Me référant à la grande diversité des journées reconnues aujourd’hui par l’ONU, je m’interroge. Oui, mes chers collègues, je m’interroge… En quoi une journée d’hommage aux morts pour la paix et la liberté d’informer, le 21 septembre, serait-elle moins noble que la journée mondiale de la poésie, le 21 mars, la journée mondiale du bonheur, le 20 mars, ou la .semaine mondiale de l’allaitement maternel, du 1er au 7 août ? (Sourires sur diverses travées.)

Si l’on considère le niveau national, je reste interloquée. Oui, mes chers collègues, je reste interloquée. Comment peut-on refuser cette proposition de loi, alors qu’il existe une journée nationale des pôles de compétitivité, une journée nationale du sommeil, une fête de la gastronomie ou encore une journée nationale du sport scolaire ?

Ces journées répondent à une demande, je l’entends parfaitement. Il s’agit pour moi non pas de hiérarchiser les causes, mais de procéder à une simple mise en perspective. Comment parler d’inflation commémorative alors que la France vient justement de porter auprès de l’ONU le projet d’instaurer une journée internationale en hommage aux journalistes, le 2 novembre ? En quoi cette proposition de loi serait-elle moins légitime ?

En outre, il ne s’agit pas non plus d’une nouvelle loi mémorielle, au sens des journées de commémoration de notre histoire politique et militaire. Elle ne peut donc pas être assimilée aux journées de commémoration qui existent déjà. Elle n’engendrera pas de nouveau jour férié. Là n’est pas son objet.

Il s’agit simplement d’instaurer une journée en phase avec le contexte mondialisé actuel pour reconnaître la multiplicité des acteurs engagés au service de la paix.

Mes chers collègues, je vous demande de regarder le monde tel qu’il est aujourd’hui. Nous avons la chance que des citoyens s’engagent au quotidien pour le faire évoluer vers plus de paix, plus de justice et plus de démocratie. Au nom de leurs familles et de leurs proches, je vous exhorte à rendre à ces travailleurs l’hommage qui leur est dû, à eux qui ont perdu la vie non au service d’une nation, mais au nom des valeurs humanistes que nous partageons tous.
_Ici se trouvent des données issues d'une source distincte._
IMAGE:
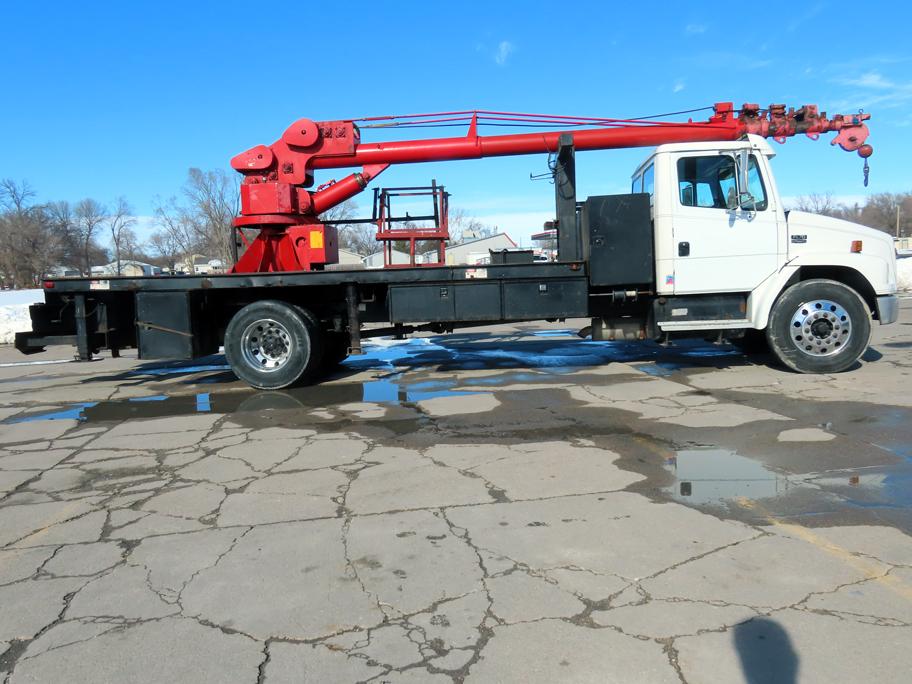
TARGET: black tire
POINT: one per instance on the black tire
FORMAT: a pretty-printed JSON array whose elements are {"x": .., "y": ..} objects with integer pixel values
[
  {"x": 819, "y": 326},
  {"x": 271, "y": 344}
]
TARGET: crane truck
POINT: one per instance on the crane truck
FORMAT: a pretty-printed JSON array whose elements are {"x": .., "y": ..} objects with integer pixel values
[{"x": 702, "y": 245}]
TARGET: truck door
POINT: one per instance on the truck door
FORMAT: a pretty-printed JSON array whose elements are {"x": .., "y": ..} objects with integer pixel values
[{"x": 719, "y": 247}]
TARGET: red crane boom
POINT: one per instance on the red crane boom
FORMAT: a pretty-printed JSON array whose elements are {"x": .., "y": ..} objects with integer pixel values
[{"x": 275, "y": 199}]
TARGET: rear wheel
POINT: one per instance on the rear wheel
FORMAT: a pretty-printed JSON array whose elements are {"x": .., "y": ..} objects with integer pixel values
[
  {"x": 271, "y": 344},
  {"x": 819, "y": 326}
]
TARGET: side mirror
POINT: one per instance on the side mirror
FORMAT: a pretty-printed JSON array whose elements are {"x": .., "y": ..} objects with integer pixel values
[{"x": 746, "y": 200}]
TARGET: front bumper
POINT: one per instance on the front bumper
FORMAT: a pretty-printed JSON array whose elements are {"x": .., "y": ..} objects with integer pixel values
[{"x": 887, "y": 309}]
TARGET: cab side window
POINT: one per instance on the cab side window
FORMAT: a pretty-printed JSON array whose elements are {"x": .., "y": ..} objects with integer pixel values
[{"x": 711, "y": 182}]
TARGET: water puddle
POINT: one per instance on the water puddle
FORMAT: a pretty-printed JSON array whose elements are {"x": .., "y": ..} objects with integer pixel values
[
  {"x": 555, "y": 351},
  {"x": 718, "y": 476},
  {"x": 386, "y": 391}
]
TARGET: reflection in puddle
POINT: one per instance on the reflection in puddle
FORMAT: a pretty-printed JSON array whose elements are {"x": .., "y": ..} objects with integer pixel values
[
  {"x": 306, "y": 398},
  {"x": 715, "y": 476},
  {"x": 718, "y": 477}
]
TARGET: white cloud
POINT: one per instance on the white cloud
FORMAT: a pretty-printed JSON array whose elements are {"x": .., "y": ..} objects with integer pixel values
[
  {"x": 504, "y": 50},
  {"x": 872, "y": 89},
  {"x": 518, "y": 225},
  {"x": 791, "y": 201},
  {"x": 872, "y": 79},
  {"x": 809, "y": 14}
]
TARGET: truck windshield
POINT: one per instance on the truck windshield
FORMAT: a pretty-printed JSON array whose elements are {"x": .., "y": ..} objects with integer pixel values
[{"x": 711, "y": 182}]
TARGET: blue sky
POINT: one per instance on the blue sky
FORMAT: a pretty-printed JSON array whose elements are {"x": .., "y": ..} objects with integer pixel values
[{"x": 109, "y": 99}]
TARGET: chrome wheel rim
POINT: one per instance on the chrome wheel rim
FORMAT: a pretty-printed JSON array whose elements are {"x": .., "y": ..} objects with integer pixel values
[
  {"x": 266, "y": 345},
  {"x": 820, "y": 328}
]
Qui, parmi nous, aurait eu le courage de partir, au péril de sa vie, pour tout simplement informer ou aider ? Imaginez-vous un seul instant un conflit sans journaliste et sans humanitaire ? Il s’agirait d’un conflit dissimulé, oublié, en quelque sorte d’un conflit fantôme. Sans eux, nous serions totalement incapables de comprendre les enjeux du monde dans lequel nous vivons, et, ce qui est plus grave encore, les générations futures seraient condamnées à l’amnésie.

Mes chers collègues, il y va de votre responsabilité, de votre devoir d’exemplarité en tant qu’élus de la France, nation des droits de l’homme, et de votre devoir de reconnaissance en tant que citoyens français, mais aussi en tant que citoyens du monde : en votant cette proposition de loi, vous rendrez hommage au courage de celles et de ceux qui s’engagent au quotidien au service de la démocratie et du respect des droits de l’homme partout dans le monde.

Comme le proclamait Jean Jaurès, « l’affirmation de la paix est le plus grand des combats » ! (Applaudissements sur les travées du groupe écologiste.)